Lim: “No prior bidding for Daongan”


AMID weeks of speculations over who the real owners and investors are behind the controversial “Daongan ed Dagupan”, Dagupan Mayor Benjamin Lim finally broke his silence on the issue.

Lim confirmed that the facility is owned by the city government and that no prior bidding was conducted for its construction citing the participation of a private contractor whom he declined to identify.

“The ‘Daongan’ is owned by government, so whatever expense attendant to the development of that should be shouldered by government,” Lim said in a radio interview by broadcaster Orly Navarro.

Lim asserted that there is nothing illegal in undertaking a government project without the requisite public bidding process “for as long as you don’t spend the money of the government and you don’t overprice”.

Lim said the money used to construct the Daongan came from the private contractor who “took the risk”.

Daongan is the docking facility in front of the San Marino’s Place subdivision that serves the River Cruise tourism project that the Lim administration introduced early this year.

The mayor also shed light on the status of the ongoing construction of another facility on the opposite side of the bridge.

He admitted that development in the area is being undertaken by a private investor.

At the same time, he acknowledged that while the Daongan was built on government land, he said “not a single equipment from the city government was used”.

Wala pang kahit isang sentimo na ginastos ng siyudad sa project na yan. So, where’s the anomaly?” he said.


He continued, “Alam po ninyo, many government projects are done after the bidding. And that’s a fact. Even if you go back to the past city administration, you can find projects whose bidding were done after the projects had been completed.”

Public bidding is required by law for the implementation of prior approved projects of government units and agencies.

A post-construction bidding arrangement, Lim said, could fall under the concept of ‘value engineering’ wherein the value of the project can be assessed by going back to what it was before and what it is now.

However, Lim did not cite the legal basis for his claim and simply justified his initiative to conduct the bidding after the project had been completed.

Lim stressed that the bidding for the project is now being conducted because “it is my obligation that the contractor whom I convinced to do the project will be paid.”

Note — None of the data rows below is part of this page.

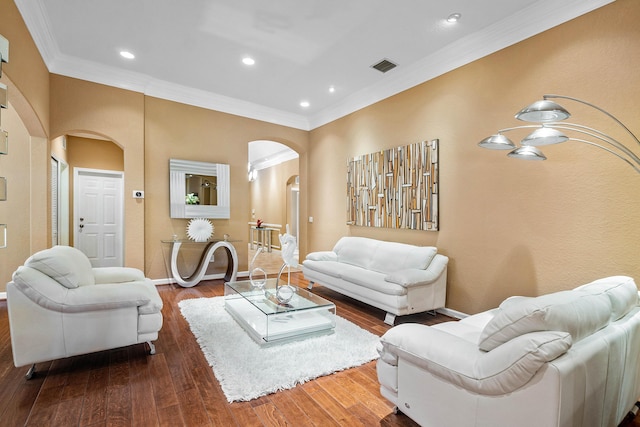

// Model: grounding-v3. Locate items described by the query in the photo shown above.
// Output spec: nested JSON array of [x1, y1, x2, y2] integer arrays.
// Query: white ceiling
[[15, 0, 612, 130]]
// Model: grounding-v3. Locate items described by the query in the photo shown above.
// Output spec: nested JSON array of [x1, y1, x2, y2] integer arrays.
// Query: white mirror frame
[[169, 159, 231, 219]]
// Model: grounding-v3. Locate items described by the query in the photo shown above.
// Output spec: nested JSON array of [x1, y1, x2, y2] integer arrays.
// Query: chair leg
[[25, 363, 36, 380], [384, 312, 396, 326]]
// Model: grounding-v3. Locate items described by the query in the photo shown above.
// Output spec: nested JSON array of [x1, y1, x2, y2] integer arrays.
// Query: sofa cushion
[[24, 246, 95, 289], [369, 241, 438, 273], [340, 266, 407, 296], [302, 259, 344, 279], [575, 276, 638, 322], [306, 251, 338, 261], [478, 291, 611, 351], [333, 237, 377, 268]]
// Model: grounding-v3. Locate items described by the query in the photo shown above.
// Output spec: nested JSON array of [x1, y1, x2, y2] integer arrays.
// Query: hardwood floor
[[0, 273, 640, 427], [0, 273, 450, 427]]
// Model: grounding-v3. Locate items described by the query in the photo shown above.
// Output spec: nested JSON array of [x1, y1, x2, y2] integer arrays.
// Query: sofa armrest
[[381, 324, 572, 395], [384, 254, 449, 287], [92, 267, 145, 284], [305, 251, 338, 261], [62, 282, 153, 313]]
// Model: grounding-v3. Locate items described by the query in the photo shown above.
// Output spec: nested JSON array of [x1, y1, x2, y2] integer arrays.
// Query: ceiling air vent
[[371, 59, 396, 73]]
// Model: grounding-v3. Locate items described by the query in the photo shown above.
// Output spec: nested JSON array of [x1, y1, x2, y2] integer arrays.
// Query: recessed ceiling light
[[447, 13, 462, 23]]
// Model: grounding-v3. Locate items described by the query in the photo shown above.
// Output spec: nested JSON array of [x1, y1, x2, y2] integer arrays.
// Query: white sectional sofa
[[302, 237, 449, 325], [377, 276, 640, 427]]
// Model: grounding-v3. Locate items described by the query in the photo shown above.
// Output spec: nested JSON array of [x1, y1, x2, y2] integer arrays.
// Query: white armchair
[[7, 246, 162, 378]]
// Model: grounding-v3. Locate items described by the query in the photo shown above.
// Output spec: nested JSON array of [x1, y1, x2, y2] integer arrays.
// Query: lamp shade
[[516, 99, 571, 123], [521, 126, 569, 147], [507, 145, 547, 160], [478, 137, 516, 150]]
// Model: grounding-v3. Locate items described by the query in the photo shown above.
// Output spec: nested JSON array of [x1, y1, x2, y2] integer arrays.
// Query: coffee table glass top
[[225, 279, 335, 315], [224, 279, 336, 345]]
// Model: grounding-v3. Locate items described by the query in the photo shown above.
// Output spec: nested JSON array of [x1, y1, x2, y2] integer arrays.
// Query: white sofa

Should the contractor lose in the bidding and will not be paid, the city can still use the project, Lim explained, but quickly added, “Pwede natin maging atin ito na hindi nababayaran ang contractor but morally, is that correct?”

Lim also claimed that since the Daongan is an “enterprise development project”, it is under the discretion of the city executive and, therefore, did not require an approval from the Sangguniang Panlungsod.